Graphite One Inc. (GPH:TSX.V; GPHOF:OTCQX) announced that the U.S. Department of Defense has increased its share of expenditures in a cost-share agreement with the company.

The DoD increased its share from 50% to 75% of Graphite One's Defense Production Act grant to facilitate accelerated completion of the company's feasibility study (FS).

Based on a revised contract value of US$49.8 million, the DoD's maximum share of the accelerated FS program is now US$37.3 million.

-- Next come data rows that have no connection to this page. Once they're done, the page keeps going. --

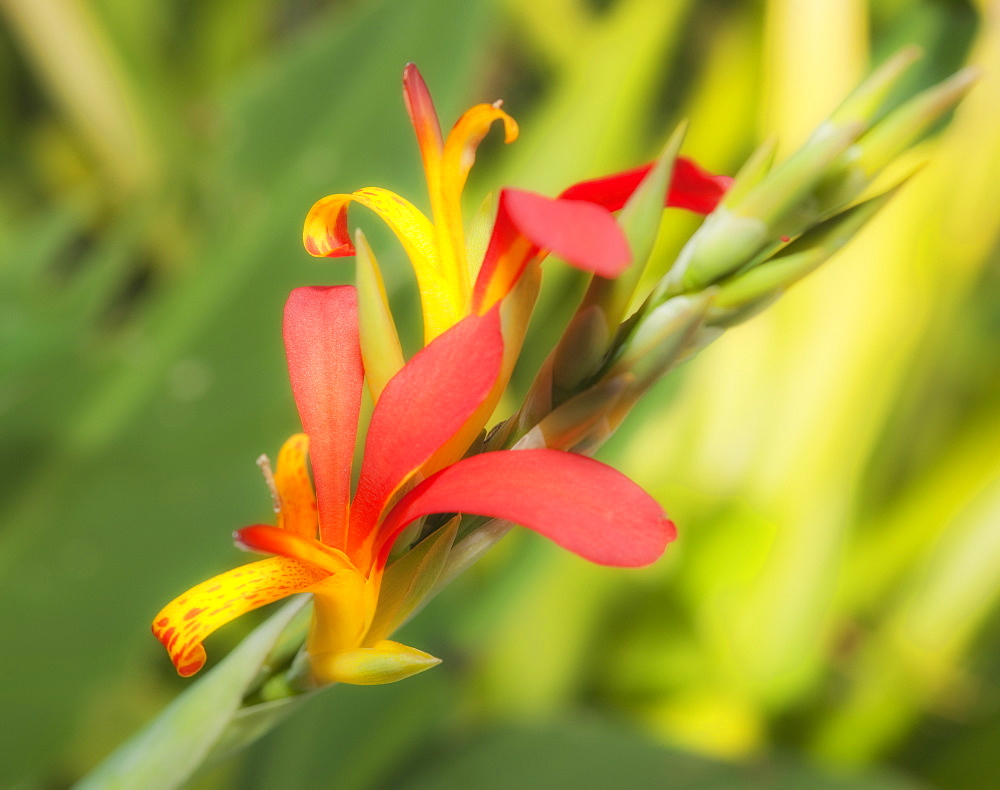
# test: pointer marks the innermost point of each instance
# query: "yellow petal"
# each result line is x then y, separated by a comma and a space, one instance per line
325, 234
344, 604
464, 139
446, 194
184, 623
297, 500
385, 662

"This development in our planned 100% U.S.-based graphite supply chain demonstrates the momentum Graphite One is building," said Graphite One Chief Executive Officer Anthony Huston. "For our shareholders, this means that for every dollar we spend advancing the Graphite Creek accelerated Feasibility Study, G1 receives 75% of those expenditures in DoD grant funding rather than 50% upon submission. We welcome the support of the Department of Defense as we continue our efforts to build a U.S. industrial capacity that serves the renewable energy transition, technology development, and national security."

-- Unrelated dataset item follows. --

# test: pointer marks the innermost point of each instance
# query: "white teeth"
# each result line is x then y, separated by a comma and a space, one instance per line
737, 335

Production of the element is needed for batteries in electric vehicles (EVs). Last fall, China imposed export controls on the substance. The battle recently escalated as U.S. President Joe Biden signed an executive order establishing a 25% tariff on Chinese imports, including natural graphite.

The U.S. is currently 100% import-dependent for natural graphite. Graphite One is working to develop a complete U.S.-based graphite supply chain solution anchored by its Graphite Creek deposit in Alaska and a proposed battery anode active material production plant in Ohio.

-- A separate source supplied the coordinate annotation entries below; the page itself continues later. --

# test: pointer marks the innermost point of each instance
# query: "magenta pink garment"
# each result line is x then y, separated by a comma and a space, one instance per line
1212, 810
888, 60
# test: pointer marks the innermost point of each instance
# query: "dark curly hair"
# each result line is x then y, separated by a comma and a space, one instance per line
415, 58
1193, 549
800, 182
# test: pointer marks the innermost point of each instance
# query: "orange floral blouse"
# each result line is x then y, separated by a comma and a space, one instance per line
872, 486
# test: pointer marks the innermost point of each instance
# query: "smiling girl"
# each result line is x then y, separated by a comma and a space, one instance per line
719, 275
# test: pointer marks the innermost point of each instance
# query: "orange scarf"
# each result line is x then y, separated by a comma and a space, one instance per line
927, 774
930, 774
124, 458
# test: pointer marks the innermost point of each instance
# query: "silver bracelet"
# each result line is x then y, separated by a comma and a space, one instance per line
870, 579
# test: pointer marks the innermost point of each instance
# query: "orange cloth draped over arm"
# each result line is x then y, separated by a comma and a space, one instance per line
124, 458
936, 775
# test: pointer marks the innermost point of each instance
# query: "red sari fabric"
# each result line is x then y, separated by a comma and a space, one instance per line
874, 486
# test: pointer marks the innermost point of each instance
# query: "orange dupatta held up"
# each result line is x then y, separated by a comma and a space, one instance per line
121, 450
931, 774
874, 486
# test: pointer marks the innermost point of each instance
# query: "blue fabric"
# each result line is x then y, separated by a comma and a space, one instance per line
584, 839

"The Graphite Creek deposit (is) recognized by the U.S. Geological Survey as the largest graphite deposit in the U.S.," the company said in a release.

The Catalyst: An Essential National Defense Item

Graphite One said the objective of the DoD investment agreement is to perform the accelerated FS to "modernize and expand domestic production capacity and supply for graphite battery anodes necessary for electronic vehicles and alternative energy batteries as an essential national defense technology item."

The grant follows the designation of graphite as one of the battery materials deemed to be "essential to the national defense."

"This investment to increase domestic capabilities for graphite exemplifies Industrial Base Policy's commitment to building a resilient industrial base to meet current and future national defense requirements," said Dr. Laura Taylor-Kale, Department of Defense Assistant Secretary for Industrial Base Policy, when the grant was announced last summer. "The agreement with Graphite One (Alaska) is in furtherance of the Defense Department's strategy for minerals and materials related to large-capacity batteries."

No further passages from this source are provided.